Gods and Generals
The mighty wind of speechifying can knock you unconscious in this 217-minute Civil War epic from the folks who brought you the 248-minute Gettysburg in 1993. That would be writer-director Ronald F. Maxwell, executive producer Ted Turner and some 7,500 battlefield re-enactors. This prequel to Gettysburg, based on Michael Shaara’s book The Killer Angels, is derived by Maxwell from the bestseller by Jeff Shaara, Michael’s son.
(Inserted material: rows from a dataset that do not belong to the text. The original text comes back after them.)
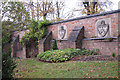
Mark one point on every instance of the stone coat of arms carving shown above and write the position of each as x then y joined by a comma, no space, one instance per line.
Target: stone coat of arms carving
102,27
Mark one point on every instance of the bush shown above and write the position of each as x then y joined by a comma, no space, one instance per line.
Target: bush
7,65
113,54
54,45
63,54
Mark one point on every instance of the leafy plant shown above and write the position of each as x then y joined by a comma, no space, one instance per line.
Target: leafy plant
113,54
54,45
7,65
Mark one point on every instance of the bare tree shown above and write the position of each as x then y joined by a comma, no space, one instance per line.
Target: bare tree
93,6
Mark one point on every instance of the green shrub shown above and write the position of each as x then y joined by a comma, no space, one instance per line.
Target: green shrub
54,45
63,54
7,65
113,54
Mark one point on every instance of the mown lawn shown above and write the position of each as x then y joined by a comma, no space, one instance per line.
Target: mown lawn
30,68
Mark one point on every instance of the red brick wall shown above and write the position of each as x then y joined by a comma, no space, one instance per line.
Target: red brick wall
88,23
105,47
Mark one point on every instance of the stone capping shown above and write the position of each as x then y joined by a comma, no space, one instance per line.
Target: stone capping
101,38
88,16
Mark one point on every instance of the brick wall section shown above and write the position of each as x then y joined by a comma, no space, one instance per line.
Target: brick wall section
45,43
105,47
89,26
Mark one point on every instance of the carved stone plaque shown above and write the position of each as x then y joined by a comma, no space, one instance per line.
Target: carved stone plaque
103,27
62,32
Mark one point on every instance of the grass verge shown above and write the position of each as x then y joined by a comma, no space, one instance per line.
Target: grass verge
30,68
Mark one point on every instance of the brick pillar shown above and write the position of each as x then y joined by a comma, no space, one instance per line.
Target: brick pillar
12,52
24,52
41,48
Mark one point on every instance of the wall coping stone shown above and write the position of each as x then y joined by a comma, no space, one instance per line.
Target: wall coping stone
101,38
88,16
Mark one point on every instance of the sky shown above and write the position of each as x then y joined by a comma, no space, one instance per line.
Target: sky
70,5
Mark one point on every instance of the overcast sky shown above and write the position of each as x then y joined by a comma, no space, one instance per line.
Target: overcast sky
71,4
What the filmmakers fail to recognize is that history on the page is quite different from what it needs to be onscreen, namely alive and visceral. From the opening scene, in which Gen. Robert E. Lee (Robert Duvall) sits down for a long chaw on why he, as a Virginian, can’t lead Lincoln’s army against the Confederacy, the film is hobbled by the sound of its own grandiose voice and its damn-those-Yankees bias. Duvall, Stephen Lang as Gen. Stonewall Jackson and Jeff Daniels as Lt. Col. Joshua Lawrence pontificate so often that the action, in the battles of Bull Run, Fredericksburg and Chancellorsville, must fight to register. Gods and Generals, with a new Bob Dylan song, “Cross the Green Mountain,” lasts from 1861 to 1863. It seems much, much longer.